Nicht nur Fleiß allein
26. April 2003Auf dem quirligen Markt von Namdaemun in der koreanischen Hauptstadt Seoul steht eine Händlerin und klagt über Kopfschmerzen. Das sei auch kein Wunder, sagt sie, schließlich stehe sie auch jeden Tag bis zu 14 Stunden an ihrem Gemüsestand, bevor sie sich zu Hause um ihr Kind kümmere.
2200 Stunden pro Jahr arbeiten, 5 Tage Urlaub
Ähnlich, wenn auch bei besserer Bezahlung, mag es manchem koreanischen Arbeiter und Angestellten ergehen.
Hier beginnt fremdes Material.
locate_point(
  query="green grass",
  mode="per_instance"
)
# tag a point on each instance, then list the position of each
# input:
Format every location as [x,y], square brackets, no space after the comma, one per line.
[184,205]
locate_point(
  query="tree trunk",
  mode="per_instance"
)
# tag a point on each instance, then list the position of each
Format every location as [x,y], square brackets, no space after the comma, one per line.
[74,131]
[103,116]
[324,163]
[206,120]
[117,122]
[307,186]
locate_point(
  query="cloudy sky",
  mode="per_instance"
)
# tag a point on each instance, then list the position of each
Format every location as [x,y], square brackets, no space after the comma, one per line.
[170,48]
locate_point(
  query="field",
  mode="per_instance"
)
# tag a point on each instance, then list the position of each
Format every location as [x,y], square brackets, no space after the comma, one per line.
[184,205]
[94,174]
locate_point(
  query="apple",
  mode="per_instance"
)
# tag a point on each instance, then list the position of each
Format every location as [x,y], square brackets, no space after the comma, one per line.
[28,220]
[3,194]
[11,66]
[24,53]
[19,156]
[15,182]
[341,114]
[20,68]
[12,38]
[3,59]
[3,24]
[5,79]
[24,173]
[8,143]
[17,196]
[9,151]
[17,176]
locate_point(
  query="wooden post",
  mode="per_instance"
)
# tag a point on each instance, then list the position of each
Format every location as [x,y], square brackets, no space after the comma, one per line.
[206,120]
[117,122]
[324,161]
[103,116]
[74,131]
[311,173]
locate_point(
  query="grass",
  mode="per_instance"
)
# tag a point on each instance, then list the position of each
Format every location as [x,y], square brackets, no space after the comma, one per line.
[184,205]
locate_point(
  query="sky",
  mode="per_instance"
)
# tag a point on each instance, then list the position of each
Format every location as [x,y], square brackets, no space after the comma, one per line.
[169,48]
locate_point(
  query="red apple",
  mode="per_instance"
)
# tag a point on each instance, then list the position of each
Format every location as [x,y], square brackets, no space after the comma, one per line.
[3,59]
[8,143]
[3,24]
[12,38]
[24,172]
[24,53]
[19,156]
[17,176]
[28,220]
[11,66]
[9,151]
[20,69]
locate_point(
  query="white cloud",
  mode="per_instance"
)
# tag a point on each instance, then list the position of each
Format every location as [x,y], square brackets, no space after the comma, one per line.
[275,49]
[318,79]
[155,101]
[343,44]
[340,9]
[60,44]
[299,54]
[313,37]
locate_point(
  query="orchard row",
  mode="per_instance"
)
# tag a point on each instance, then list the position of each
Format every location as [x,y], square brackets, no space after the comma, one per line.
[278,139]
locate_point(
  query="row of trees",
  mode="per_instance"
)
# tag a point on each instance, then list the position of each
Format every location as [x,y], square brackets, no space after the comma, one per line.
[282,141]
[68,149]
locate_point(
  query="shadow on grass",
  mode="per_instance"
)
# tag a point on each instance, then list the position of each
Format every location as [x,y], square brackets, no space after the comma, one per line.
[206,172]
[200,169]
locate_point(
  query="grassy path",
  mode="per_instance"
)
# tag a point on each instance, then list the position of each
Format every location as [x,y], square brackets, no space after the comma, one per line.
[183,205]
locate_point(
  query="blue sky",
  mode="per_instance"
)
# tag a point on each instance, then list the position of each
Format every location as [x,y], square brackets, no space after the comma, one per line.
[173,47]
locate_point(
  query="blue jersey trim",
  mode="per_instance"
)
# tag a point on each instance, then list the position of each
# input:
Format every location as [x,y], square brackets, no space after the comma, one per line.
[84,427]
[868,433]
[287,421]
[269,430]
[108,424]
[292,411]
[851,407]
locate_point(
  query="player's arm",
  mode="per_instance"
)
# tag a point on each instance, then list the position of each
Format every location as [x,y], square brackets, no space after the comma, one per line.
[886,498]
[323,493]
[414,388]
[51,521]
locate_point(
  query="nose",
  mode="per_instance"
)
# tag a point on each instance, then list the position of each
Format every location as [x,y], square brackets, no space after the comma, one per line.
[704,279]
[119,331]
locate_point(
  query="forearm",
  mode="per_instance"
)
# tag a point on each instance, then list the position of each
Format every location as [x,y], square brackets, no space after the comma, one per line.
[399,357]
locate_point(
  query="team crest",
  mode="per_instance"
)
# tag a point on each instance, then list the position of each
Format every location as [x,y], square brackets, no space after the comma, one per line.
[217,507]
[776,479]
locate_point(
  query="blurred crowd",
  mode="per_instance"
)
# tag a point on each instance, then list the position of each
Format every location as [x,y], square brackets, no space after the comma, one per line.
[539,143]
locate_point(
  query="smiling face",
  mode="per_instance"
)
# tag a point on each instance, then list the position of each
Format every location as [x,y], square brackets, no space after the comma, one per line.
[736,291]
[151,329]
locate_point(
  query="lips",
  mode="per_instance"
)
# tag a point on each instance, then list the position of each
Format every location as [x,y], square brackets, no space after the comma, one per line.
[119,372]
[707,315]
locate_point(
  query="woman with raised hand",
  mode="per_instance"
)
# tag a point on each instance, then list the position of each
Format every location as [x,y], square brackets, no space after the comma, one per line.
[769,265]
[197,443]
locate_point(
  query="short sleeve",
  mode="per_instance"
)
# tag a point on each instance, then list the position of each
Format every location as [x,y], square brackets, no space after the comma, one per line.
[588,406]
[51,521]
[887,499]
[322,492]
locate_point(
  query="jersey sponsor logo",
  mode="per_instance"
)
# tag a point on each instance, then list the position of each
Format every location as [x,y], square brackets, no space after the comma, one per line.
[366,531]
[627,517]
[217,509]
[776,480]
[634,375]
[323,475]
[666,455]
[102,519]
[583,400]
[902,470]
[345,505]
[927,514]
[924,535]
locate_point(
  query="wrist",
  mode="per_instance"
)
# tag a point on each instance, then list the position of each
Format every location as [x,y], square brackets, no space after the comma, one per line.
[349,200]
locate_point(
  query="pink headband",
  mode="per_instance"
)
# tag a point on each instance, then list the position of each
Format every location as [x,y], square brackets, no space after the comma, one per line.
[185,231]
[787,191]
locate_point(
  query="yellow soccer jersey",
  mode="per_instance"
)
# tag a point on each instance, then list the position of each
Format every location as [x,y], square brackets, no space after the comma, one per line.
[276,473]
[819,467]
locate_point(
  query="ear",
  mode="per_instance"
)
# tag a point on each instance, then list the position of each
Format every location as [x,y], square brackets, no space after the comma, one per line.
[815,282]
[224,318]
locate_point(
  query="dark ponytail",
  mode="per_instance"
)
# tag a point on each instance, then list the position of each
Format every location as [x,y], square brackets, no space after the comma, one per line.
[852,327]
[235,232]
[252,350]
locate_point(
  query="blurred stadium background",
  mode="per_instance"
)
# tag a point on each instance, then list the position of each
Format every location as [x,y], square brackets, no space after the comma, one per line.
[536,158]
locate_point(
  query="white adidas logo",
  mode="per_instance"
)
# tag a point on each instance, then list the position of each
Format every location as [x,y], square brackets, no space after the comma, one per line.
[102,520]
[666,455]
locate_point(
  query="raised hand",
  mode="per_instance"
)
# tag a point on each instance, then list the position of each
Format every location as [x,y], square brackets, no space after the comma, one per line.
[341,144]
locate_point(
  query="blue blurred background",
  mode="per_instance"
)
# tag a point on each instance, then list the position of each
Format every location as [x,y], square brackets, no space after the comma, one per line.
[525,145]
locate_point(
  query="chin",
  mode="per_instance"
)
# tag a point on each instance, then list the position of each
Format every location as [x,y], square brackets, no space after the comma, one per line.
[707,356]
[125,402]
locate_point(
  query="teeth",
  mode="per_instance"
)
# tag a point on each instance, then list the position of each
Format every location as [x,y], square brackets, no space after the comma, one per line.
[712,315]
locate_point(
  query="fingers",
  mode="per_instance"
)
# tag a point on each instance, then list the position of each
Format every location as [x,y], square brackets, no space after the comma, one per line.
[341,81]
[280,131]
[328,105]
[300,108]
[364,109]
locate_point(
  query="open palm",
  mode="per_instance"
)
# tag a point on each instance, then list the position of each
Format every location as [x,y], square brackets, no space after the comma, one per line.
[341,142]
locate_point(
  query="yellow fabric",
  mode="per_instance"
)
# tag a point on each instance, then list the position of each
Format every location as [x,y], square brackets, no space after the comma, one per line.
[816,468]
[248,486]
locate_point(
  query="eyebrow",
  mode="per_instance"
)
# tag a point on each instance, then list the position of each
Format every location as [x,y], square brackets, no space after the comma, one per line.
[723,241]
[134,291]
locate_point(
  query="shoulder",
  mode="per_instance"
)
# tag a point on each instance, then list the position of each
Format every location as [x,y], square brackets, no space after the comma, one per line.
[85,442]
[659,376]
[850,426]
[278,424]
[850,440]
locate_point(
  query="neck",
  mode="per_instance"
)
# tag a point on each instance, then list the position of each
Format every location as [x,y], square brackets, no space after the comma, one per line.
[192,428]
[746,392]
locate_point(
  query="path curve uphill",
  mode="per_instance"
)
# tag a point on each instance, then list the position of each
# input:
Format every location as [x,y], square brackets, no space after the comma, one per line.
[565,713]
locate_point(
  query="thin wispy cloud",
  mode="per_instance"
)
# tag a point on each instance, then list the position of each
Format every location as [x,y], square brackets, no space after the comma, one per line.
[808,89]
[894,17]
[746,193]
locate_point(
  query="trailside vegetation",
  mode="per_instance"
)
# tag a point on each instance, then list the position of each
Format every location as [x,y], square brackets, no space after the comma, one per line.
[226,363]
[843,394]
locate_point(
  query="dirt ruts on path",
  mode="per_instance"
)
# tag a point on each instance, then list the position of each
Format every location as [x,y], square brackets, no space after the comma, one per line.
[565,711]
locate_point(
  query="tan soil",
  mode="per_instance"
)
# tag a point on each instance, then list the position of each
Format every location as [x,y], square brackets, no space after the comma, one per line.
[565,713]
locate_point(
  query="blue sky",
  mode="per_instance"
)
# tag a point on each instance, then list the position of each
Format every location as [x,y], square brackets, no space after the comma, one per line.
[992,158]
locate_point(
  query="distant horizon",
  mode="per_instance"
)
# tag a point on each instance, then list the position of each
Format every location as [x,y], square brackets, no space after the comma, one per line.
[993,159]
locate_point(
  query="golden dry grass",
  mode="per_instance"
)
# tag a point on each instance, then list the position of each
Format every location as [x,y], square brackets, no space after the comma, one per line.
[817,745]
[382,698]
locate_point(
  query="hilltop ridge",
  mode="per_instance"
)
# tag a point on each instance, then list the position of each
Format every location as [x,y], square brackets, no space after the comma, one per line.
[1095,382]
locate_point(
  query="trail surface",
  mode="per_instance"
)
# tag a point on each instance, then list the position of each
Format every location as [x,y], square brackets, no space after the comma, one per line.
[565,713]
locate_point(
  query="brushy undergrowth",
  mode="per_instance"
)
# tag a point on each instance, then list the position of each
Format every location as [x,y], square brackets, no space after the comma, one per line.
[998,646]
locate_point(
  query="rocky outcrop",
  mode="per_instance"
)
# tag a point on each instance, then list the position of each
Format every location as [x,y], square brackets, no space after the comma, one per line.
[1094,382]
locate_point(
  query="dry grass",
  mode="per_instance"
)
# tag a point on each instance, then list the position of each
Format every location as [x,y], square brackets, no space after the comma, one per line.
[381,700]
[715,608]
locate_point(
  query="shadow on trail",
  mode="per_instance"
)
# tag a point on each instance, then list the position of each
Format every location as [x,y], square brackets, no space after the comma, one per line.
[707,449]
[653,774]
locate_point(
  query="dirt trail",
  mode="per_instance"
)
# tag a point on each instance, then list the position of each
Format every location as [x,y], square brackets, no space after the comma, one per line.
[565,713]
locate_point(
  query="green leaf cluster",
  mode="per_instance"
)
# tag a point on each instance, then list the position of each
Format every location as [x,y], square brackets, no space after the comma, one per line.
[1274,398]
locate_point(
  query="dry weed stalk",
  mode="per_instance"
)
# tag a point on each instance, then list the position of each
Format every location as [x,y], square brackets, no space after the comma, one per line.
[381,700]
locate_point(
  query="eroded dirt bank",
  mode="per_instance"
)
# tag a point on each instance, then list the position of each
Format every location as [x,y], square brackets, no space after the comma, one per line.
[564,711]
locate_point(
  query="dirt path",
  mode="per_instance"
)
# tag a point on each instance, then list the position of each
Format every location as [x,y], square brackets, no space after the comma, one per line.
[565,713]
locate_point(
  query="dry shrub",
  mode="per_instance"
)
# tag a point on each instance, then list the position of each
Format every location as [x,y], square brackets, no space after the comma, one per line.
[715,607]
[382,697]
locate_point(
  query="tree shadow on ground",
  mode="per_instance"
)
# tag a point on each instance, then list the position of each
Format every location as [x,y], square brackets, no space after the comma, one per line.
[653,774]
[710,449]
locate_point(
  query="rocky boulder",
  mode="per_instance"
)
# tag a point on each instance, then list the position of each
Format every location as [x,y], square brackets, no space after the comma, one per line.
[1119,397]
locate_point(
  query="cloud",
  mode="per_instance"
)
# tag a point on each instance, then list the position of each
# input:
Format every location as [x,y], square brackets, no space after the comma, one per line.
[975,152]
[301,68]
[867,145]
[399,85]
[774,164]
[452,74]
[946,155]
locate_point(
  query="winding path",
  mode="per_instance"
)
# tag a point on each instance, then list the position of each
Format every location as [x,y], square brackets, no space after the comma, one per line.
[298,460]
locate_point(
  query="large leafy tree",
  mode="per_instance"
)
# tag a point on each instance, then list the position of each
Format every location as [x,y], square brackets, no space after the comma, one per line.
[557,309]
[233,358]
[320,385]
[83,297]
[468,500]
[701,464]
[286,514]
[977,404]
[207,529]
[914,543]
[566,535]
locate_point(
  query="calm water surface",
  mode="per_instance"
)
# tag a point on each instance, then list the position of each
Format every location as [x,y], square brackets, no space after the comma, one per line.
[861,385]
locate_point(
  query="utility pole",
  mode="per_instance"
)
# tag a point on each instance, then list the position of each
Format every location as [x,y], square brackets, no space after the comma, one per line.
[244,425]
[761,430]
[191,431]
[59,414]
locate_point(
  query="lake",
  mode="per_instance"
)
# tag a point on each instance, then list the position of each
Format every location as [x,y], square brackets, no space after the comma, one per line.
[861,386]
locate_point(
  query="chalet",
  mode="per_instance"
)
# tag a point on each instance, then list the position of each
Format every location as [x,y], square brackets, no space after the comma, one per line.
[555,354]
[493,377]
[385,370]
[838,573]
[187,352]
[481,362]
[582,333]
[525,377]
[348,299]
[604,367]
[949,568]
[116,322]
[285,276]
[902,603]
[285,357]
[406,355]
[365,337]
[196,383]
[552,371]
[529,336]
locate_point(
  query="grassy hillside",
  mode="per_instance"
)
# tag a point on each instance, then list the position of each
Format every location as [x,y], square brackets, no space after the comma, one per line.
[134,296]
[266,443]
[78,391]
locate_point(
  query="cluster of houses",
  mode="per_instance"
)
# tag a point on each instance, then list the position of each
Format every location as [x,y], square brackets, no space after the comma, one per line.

Koreaner sind bekannt für ihr gewaltiges Arbeitspensum. Die Einführung der Fünf-Tage-Woche steht zwar auf der politischen Agenda, ist aber noch nicht flächendeckend umgesetzt. Im Schnitt hat jeder Arbeitnehmer nur fünf Tage Urlaub im Jahr. Die durchschnittliche Jahresarbeitszeit eines Industriearbeiters liegt bei ungefähr 2200 Stunden - in Deutschland sind es rund 1600. "Und in diesen 2200 Stunden verdient der Koreaner nur annähernd so viel wie der Deutsche", sagt Florian Schuffner, Geschäftsführer der Deutsch-Koreanischen Industrie- und Handelskammer.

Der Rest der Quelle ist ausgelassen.